Using Apache Commons HttpClient to download HTTP data

The Apache HttpClient library makes accessing and downloading HTTP data easy

Published: Saturday, 7 May 2011
Last modified: Monday, 26 November 2012

HttpClient

This used to be standalone but is now under the Apache HttpComponents project. The tutorial should give you enough information on how to use it.

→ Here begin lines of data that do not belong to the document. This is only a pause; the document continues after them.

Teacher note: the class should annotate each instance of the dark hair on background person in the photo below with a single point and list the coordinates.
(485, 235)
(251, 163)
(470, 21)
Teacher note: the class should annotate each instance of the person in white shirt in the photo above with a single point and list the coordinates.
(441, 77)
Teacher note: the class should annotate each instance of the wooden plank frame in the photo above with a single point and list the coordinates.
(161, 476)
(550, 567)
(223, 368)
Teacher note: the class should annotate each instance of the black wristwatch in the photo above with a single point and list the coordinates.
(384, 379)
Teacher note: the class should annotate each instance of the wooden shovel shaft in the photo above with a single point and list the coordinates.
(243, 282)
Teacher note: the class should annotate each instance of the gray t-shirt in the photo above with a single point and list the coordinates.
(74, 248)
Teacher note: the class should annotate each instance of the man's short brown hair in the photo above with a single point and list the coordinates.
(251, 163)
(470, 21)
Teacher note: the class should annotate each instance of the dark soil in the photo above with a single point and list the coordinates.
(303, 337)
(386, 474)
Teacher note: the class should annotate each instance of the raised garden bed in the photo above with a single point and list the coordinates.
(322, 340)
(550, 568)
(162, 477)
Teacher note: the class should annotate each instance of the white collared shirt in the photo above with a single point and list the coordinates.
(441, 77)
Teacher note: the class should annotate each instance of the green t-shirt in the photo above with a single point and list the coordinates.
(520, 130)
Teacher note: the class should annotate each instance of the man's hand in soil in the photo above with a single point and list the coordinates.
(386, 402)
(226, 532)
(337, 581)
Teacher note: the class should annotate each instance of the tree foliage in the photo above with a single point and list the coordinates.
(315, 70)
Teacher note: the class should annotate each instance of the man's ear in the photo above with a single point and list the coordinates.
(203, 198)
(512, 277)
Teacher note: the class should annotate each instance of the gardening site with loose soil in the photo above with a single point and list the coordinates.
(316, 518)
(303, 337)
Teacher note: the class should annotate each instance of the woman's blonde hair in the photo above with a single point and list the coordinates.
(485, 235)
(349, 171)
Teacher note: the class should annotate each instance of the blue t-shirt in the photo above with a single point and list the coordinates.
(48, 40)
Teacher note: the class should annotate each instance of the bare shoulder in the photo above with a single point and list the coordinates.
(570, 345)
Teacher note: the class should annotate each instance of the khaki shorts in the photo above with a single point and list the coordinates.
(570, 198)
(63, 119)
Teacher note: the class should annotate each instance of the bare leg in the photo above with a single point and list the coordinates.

At time of writing we are using version 4.1

Usage snippet

package com.magicmonster.sample;

import org.apache.commons.io.IOUtils;
import org.apache.http.HttpEntity;
import org.apache.http.HttpResponse;
import org.apache.http.client.HttpClient;
import org.apache.http.client.methods.HttpGet;
import org.apache.http.impl.client.DefaultHttpClient;

import java.io.ByteArrayOutputStream;
import java.io.InputStream;
import java.net.URI;

public class HttpClientSnippet {
    public static void main(String[] args) throws Exception {
        String url = "http://magicmonster.com";
        URI uri = new URI(url);
        HttpGet httpget = new HttpGet(uri);

        HttpClient httpclient = new DefaultHttpClient();

        HttpResponse response = httpclient.execute(httpget);
        // check response headers.
        String reasonPhrase = response.getStatusLine().getReasonPhrase();
        int statusCode = response.getStatusLine().getStatusCode();

        System.out.println(String.format("statusCode: %d", statusCode));
        System.out.println(String.format("reasonPhrase: %s", reasonPhrase));

        HttpEntity entity = response.getEntity();
        InputStream content = entity.getContent();

        ByteArrayOutputStream baos = new ByteArrayOutputStream(1024 * 1024);

        // apache IO util
        try {
            System.out.println("start download");
            IOUtils.copy(content, baos);
        } finally {
            // close http network connection
            content.close();
        }
        System.out.println("end download");
        byte[] bytes = baos.toByteArray();
        System.out.println(String.format("got %d bytes", bytes.length));
        System.out.println("HTML as string:" + new String(bytes));
    }
}

Maven dependencies

To include the httpclient library into your project, use the following maven dependency:

<dependency>
  <groupId>org.apache.httpcomponents</groupId>
  <artifactId>httpclient</artifactId>
  <version>4.2.3</version>
</dependency>

This is the latest version as at 10 Mar 2013.

gzip compression

To turn this on in the client, use a ContentEncodingHttpClient instead of the DefaultHttpClient. e.g. in the snippet above replace the DefaultHttpClient httpclient variable with the following

HttpClient httpclient = new ContentEncodingHttpClient();

Building URLs

The build a URL with request parameters, use the fluent URIBuilder. Note the path needs a leading slash.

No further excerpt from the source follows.